Harga Minyak Stabil di US$ 85 Jelang Pemangkasan Produksi OPEC+

ANTARA FOTO/Aditya Pradana Putra/rwa.
Seapup 1 Pertamina Hulu Energi (PHE) Offshore North West Java (ONWJ) saat perawatan salah satu sumur minyak dan gas di lepas pantai utara Indramayu, Laut Jawa, Jawa Barat, Minggu (2/4/2023).
10/4/2023, 12.54 WIB

Harga minyak mentah dunia bergerak stabil dengan harga Brent berada di kisaran US$ 85 per barel dalam beberapa hari terakhir sejak pengumuman OPEC+ untuk memangkas produksi lebih jauh tahun ini. .

Langkah OPEC+ dinilai sebagai cara untuk menstabilkan harga minyak saat ini berada di posisi rendah karena kekhawatiran tentang melemahnya pertumbuhan global yang dapat mengurangi permintaan bahan bakar.

Minyak mentah Brent berada di level US$ 85,07 per barel, sementara minyak West Texas Intermediate (WTI) di US$ 80,72 per barel.
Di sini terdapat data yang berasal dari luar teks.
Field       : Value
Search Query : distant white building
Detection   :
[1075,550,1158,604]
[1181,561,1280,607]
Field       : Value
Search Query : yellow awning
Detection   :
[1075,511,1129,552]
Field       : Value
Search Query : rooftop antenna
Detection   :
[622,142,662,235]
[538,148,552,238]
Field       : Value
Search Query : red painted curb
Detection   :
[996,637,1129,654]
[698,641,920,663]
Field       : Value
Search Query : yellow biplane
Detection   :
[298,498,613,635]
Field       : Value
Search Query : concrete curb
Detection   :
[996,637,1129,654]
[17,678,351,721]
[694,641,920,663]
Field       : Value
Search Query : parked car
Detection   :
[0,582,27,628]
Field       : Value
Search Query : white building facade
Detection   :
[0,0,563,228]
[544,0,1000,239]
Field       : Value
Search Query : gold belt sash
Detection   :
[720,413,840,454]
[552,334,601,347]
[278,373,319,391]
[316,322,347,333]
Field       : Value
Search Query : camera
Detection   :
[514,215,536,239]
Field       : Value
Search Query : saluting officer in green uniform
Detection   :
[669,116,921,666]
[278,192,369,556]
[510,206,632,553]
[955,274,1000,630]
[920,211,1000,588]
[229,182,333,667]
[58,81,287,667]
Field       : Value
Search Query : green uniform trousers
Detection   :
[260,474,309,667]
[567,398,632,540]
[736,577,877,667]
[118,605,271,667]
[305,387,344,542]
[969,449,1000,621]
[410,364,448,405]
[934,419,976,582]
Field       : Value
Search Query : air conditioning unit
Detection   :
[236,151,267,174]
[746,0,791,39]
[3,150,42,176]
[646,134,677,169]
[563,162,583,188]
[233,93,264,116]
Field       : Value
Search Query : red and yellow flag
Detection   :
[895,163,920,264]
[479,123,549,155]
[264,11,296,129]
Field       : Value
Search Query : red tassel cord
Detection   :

Kedua harga acuan minyak dunia itu naik untuk minggu ketiga berturut-turut, kembali ke harga yang terakhir terlihat pada bulan November tahun lalu.

OPEC+ akan memotong sebagian besar pasokan minyak mentah dari produsen Timur Tengah yang dipimpin oleh Arab Saudi. Menyusul pengumuman tersebut, eksportir minyak utama dunia menaikkan harga minyak mentah Mei untuk pelanggan jangka panjang di Asia dan Amerika Serikat.

Raksasa minyak asal Saudi, Aramco, juga telah memberi tahu beberapa pelanggan Asia bahwa mereka akan menerima volume kontrak penuh pada bulan Mei meskipun ada pengurangan produksi.

Direktur Eksekutif Energy Watch, Daymas Arangga, menyampaikan bahwa langkah pemangkasan produksi minyak oleh OPEC+ tentu berdampak kepada melambungnya harga minyak. "Karena kecenderungan demand selalu naik sedangkan salah satu sumber supply-nya terpangkas," ujarnya kepada Katadata.co.id pada Senin (10/4).

Daymas menambahkan, pemangkasan produksi minyak oleh OPEC+ merupakan langkah yang dilakukan untuk menyetabilkan harga minyak saat ini yang mungkin dirasa rendah. "Ditambah konflik yang masih berlangsung antara Rusia dan Ukraina jadi salah satu faktor mengapa OPEC+ perlu mengoreksi harga minyak," ujarnya.

Meski harga minyak cenderung naik usai pemotongan produksi tersebut, Daymas meyakini harga minyak global tak akan naik secara signifikan. "Mengenai batas atas, saya tidak bisa berkomentar banyak, namun saya rasa tidak akan terlalu berdampak langsung begitu banyak," kata Daymas.

Di sisi lain, para investor kini aktif mengamati kemajuan pembicaraan antara Irak dan Kurdistan untuk memulai kembali ekspor minyak utara yang dapat membawa minyak mentah lebih ke pasar global.

Goldman Sachs memperkirakan langkah OPEC+ memangkas produksi minyak lebih lanjut akan mengantarkan harga minyak ke level US$ 95 per barel pada akhir tahun ini dan menjadi US$ 100 per barel pada April 2024.

Sebaliknya, global head of commodities research di Citigroup, Ed Morse, mengatakan bahwa dibutuhkan pemangkasan produksi yang lebih besar dari yang direncanakan OPEC+ untuk mengantarkan harga minyak kembali ke level lUS$ 100 per barel.

"Ada skenario harga minyak US$ 100 per barel, tapi kita sama sekali belum mendekati level itu. Pertumbuhan pasokan minyak Amerika dan ketidakpastian permintaan energi Cina akan menjaga keseimbangan pasar," ujarnya seperti dikutip Bloomberg.